Once I get home I just put my iPhone near the wireless access point (to maximise the connection and transfer rate), open up ShutterSnitch and the photos automatically load to my Mac sitting in my study. I can then go about soaking the camera, washing my dive gear or grabbing something to eat while they are loading.

If I'm doing a dive the next day, all I have to do with the camera is charge the strobe and focus light batteries. The camera is good to go for the next day's diving and I have all the photos and videos from today's dive on my Mac and I can start processing them.

For double boat dives, I can take the iPhone and wifi modem on the boat and transfer the photos across to the iPhone during the surface interval. I can then view the photos from the first dive and it means I only need to transfer the photos from the second dive later on. It is even possible for me to finish transferring the photos before the boat gets back to shore.

For dive trips, especially liveaboards, I can transfer the photos from camera to phone to computer after each dive. I only have to open the housing once per day which reduces the risk of flooding and frees up my time for relaxing or other activities.


I have only twice had major problems with the process. Twice now (once in August 2012 and once in March 2014), I was unable to take photos on a dive due to a card error. I don't know if the error was specific to the Eyefi card or could have happened with any SD card. In the first case I had taken 8 or so photos on a dive and when I went to take the next photo I got a card error. I was not able to resolve the issue on the dive. When I got out of the water I opened the housing and popped the card and it still had the issue when put back into the camera. I was able to put the card into a card reader and get the photos off the card. After that I formatted the card in the camera and didn't have any problems until March 2014.

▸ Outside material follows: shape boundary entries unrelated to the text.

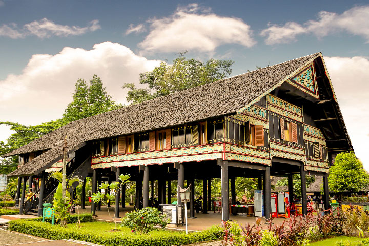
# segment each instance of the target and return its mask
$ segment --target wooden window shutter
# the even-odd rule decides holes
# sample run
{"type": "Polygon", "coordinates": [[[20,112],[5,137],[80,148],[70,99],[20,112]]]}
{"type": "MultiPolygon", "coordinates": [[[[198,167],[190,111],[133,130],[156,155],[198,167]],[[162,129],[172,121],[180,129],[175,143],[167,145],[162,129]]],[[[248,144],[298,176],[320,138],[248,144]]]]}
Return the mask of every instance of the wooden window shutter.
{"type": "Polygon", "coordinates": [[[250,121],[245,123],[245,142],[250,142],[250,121]]]}
{"type": "Polygon", "coordinates": [[[34,153],[30,153],[30,161],[34,159],[34,153]]]}
{"type": "Polygon", "coordinates": [[[279,119],[280,123],[280,130],[281,130],[281,140],[285,139],[285,132],[284,130],[284,119],[281,118],[279,119]]]}
{"type": "Polygon", "coordinates": [[[169,129],[165,130],[166,133],[166,149],[170,149],[172,148],[172,144],[171,140],[172,139],[172,129],[169,128],[169,129]]]}
{"type": "Polygon", "coordinates": [[[149,150],[155,150],[155,132],[149,133],[149,150]]]}
{"type": "Polygon", "coordinates": [[[124,136],[118,137],[118,154],[126,154],[126,137],[124,136]]]}
{"type": "Polygon", "coordinates": [[[104,141],[100,141],[100,156],[104,156],[104,141]]]}
{"type": "Polygon", "coordinates": [[[264,145],[264,127],[262,125],[256,125],[255,145],[264,145]]]}
{"type": "Polygon", "coordinates": [[[320,157],[320,154],[319,153],[319,149],[320,148],[319,148],[319,145],[320,145],[318,142],[314,143],[314,158],[316,159],[319,159],[320,157]]]}
{"type": "Polygon", "coordinates": [[[292,132],[292,142],[295,142],[297,144],[297,124],[296,123],[291,123],[291,132],[292,132]]]}
{"type": "Polygon", "coordinates": [[[323,150],[322,145],[320,144],[319,144],[319,159],[323,159],[323,150]]]}

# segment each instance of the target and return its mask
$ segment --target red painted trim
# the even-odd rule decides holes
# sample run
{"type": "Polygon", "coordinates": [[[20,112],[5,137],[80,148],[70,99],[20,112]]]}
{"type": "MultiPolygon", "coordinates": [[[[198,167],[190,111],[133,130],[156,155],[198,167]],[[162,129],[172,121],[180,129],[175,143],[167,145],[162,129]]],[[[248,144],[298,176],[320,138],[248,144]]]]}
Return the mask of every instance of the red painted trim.
{"type": "Polygon", "coordinates": [[[231,151],[226,151],[225,153],[230,153],[230,154],[236,154],[236,155],[243,155],[243,156],[251,156],[251,157],[252,157],[260,158],[260,159],[266,159],[266,160],[271,160],[271,159],[270,159],[270,158],[269,158],[262,157],[261,157],[261,156],[256,156],[256,155],[247,155],[247,154],[242,154],[242,153],[240,153],[232,152],[231,152],[231,151]]]}
{"type": "MultiPolygon", "coordinates": [[[[283,109],[283,108],[281,108],[280,107],[276,106],[274,105],[274,104],[271,104],[271,105],[272,106],[273,106],[273,107],[275,107],[276,108],[278,108],[278,109],[281,109],[282,110],[284,110],[284,111],[286,111],[286,112],[288,112],[289,113],[291,113],[291,114],[293,114],[293,115],[296,115],[296,116],[301,117],[301,118],[303,118],[303,117],[302,116],[302,115],[299,115],[298,114],[295,114],[295,113],[292,113],[292,112],[291,112],[288,111],[286,110],[285,109],[283,109]]],[[[296,106],[296,107],[297,107],[297,106],[296,106]]],[[[300,108],[300,107],[299,107],[299,108],[300,108]]],[[[268,109],[268,110],[270,110],[268,109]]],[[[270,110],[270,111],[272,111],[272,110],[270,110]]],[[[272,111],[272,112],[273,112],[273,111],[272,111]]],[[[302,110],[301,110],[301,112],[302,112],[302,110]]],[[[273,112],[273,113],[275,113],[275,112],[273,112]]],[[[299,122],[302,122],[302,121],[299,121],[299,122]]]]}
{"type": "Polygon", "coordinates": [[[279,144],[279,145],[284,145],[284,146],[288,146],[289,147],[294,148],[295,149],[300,149],[300,150],[304,150],[304,149],[305,149],[304,148],[296,147],[295,147],[295,146],[291,146],[291,145],[286,145],[286,144],[282,144],[282,143],[281,143],[281,142],[276,142],[276,141],[275,141],[270,140],[270,141],[271,142],[274,142],[274,143],[275,143],[275,144],[279,144]]]}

The issue I had in March 2014 I believe was simply the card wasn't seated properly. The previous night I had tested the camera after assembling the rig and it was working fine but I suspect the card might have bumped loose on the boat on the way to the dive site. Between dives I opened the housing and reseated the card. I had no issues after that.

I sometimes have minor issues such duplicate files which I suspect can happen if the transfer from the camera to the phone gets interrupted. Very occasionally, one photo won't get transferred from the camera. I have set up a checking program to ensure all photos are transferred before I format the card.


The process is so simple and quick and I love it. The last time the D7000 housing went in for a service I had to use the D300 for my underwater photography. The D300 takes CompactFlash cards and I have to physically remove the card to transfer photos. I realised at the time how convenient this wireless transfer process is and how much time it saves me.